Quand Dreyfus fut arrêté en 1894, l’ambassadeur d’Allemagne demanda certainement des explications aux attachés militaires. Que lui répondirent-ils ? Nous l’ignorons.

Se bornèrent-ils à déclarer, comme c’était la vérité, qu’ils ne connaissaient pas Dreyfus ? ou bien ajoutèrent-ils qu’ils avaient commis la faute d’avoir des relations avec un autre officier, Esterhazy ?

À en croire le récit de M. Casella, confident de M. Panizzardi, ils auraient protesté alors tout simplement qu’ils n’avaient pas eu de relations avec Dreyfus.

Mais, quelle qu’ait été leur attitude, qui ne voit que c’est au moment même de l’arrestation de Dreyfus qu’ils ont dû la décider ? C’est à ce moment que leur gouvernement, leur ambassadeur a demandé aux attachés militaires si Dreyfus leur avait servi d’espion. C’est à ce moment qu’ils ont convenu de la réponse à faire et de la conduite à tenir.
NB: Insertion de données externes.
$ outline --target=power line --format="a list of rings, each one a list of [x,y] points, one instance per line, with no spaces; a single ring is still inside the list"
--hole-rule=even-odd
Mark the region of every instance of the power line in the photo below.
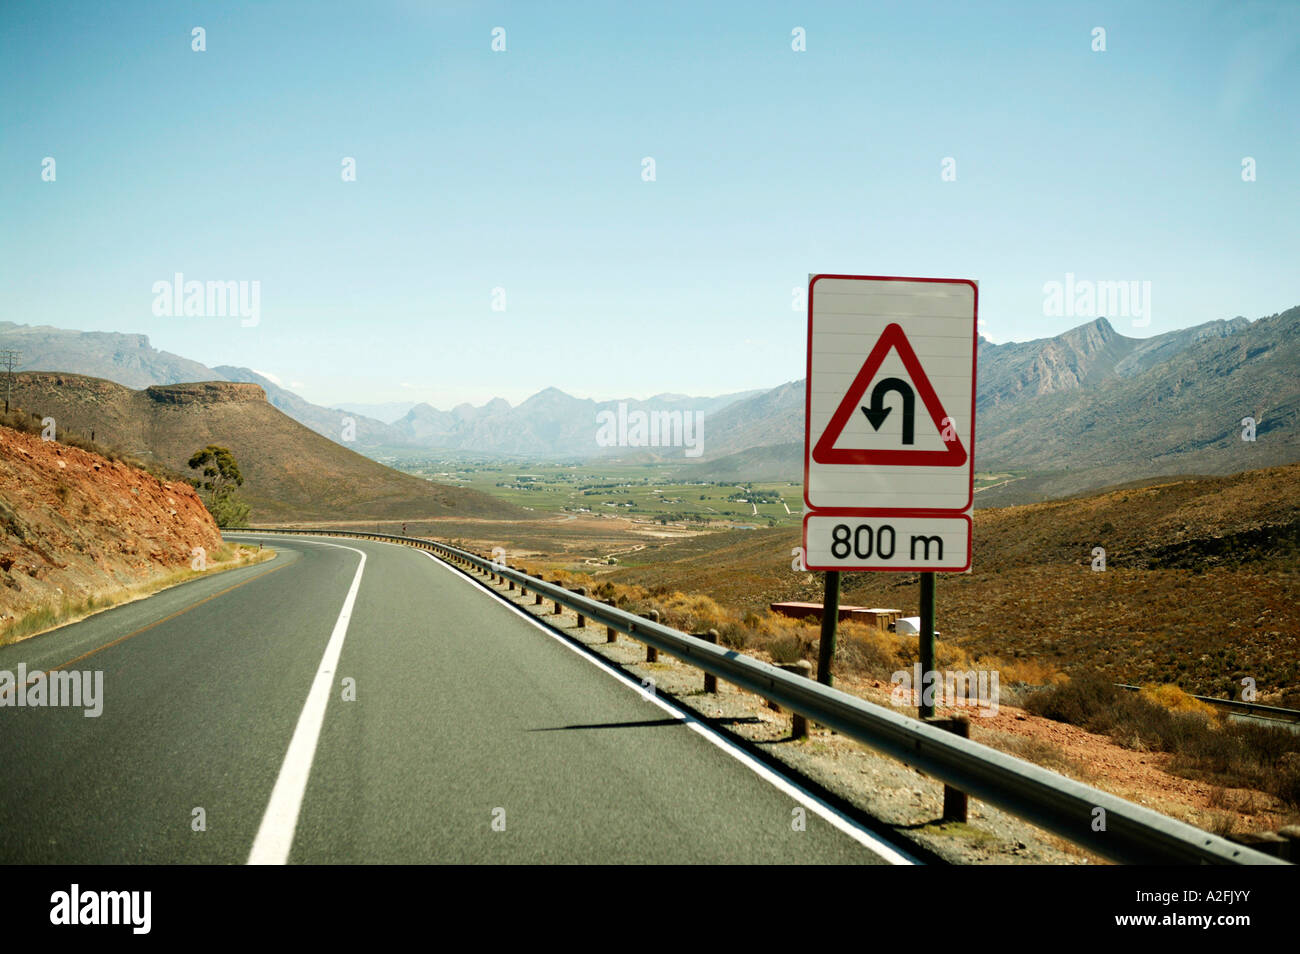
[[[9,349],[0,350],[0,361],[4,362],[7,377],[5,379],[5,413],[9,413],[9,397],[14,389],[14,365],[18,363],[21,357],[21,351],[12,351]]]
Ce n’est pas deux ans après le procès, à propos d’une interpellation, qu’ils vont déterminer leur plan de conduite : il l’est depuis longtemps ; et le fond même de la lettre qu’on leur prête, en octobre ou novembre 1896, est positivement absurde.


II

D’ailleurs, qu’on y prenne garde : s’il était vrai que M. de Schwarzkoppen et M. Panizzardi aient eu des relations d’espionnage avec Dreyfus, comment pourraient-ils le cacher à leurs gouvernements ?

Quand Dreyfus a été arrêté, M. de Schwarzkoppen a bien pu assurer à M. de Munster qu’il ne connaissait pas Dreyfus, parce qu’en effet il ne le connaissait pas. Il a pu s’abstenir de renseigner M. de Munster, personnage fatigué et peu au courant, sur le rôle d’Esterhazy.

Comme il expédiait directement, aux bureaux de l’espionnage à Berlin, les documents reçus d’Esterhazy, il a pu laisser ignorer ces pratiques à un ambassadeur légèrement ridicule et peu informé.

Mais comment MM. de Schwarzkoppen et Panizzardi, s’ils avaient réellement utilisé Dreyfus, auraient-ils pu former le plan de le cacher aux gouvernements de Berlin et de Rome ?

C’est à Berlin, c’est à Rome, qu’ils expédiaient les documents remis par le traître : ils avaient dû évidemment indiquer la source de ces documents pour qu’on en pût mesurer la valeur. Surtout s’ils les avaient tenus d’un officier d’État-Major, attaché au ministère français, ils n’auraient pas manqué de le dire à leurs chefs militaires d’Allemagne et d’Italie pour faire valoir leur propre habileté et l’importance des documents transmis.

Il suffisait donc d’une enquête dans les bureaux, à Berlin et à Rome, pour savoir que M. de Schwarzkoppen et M. Panizzardi, en niant leurs relations avec Dreyfus, ne disaient pas la vérité.

Si donc ils avaient eu en effet des rapports d’espionnage avec lui, ils n’auraient même pu songer une minute à tromper leur gouvernement.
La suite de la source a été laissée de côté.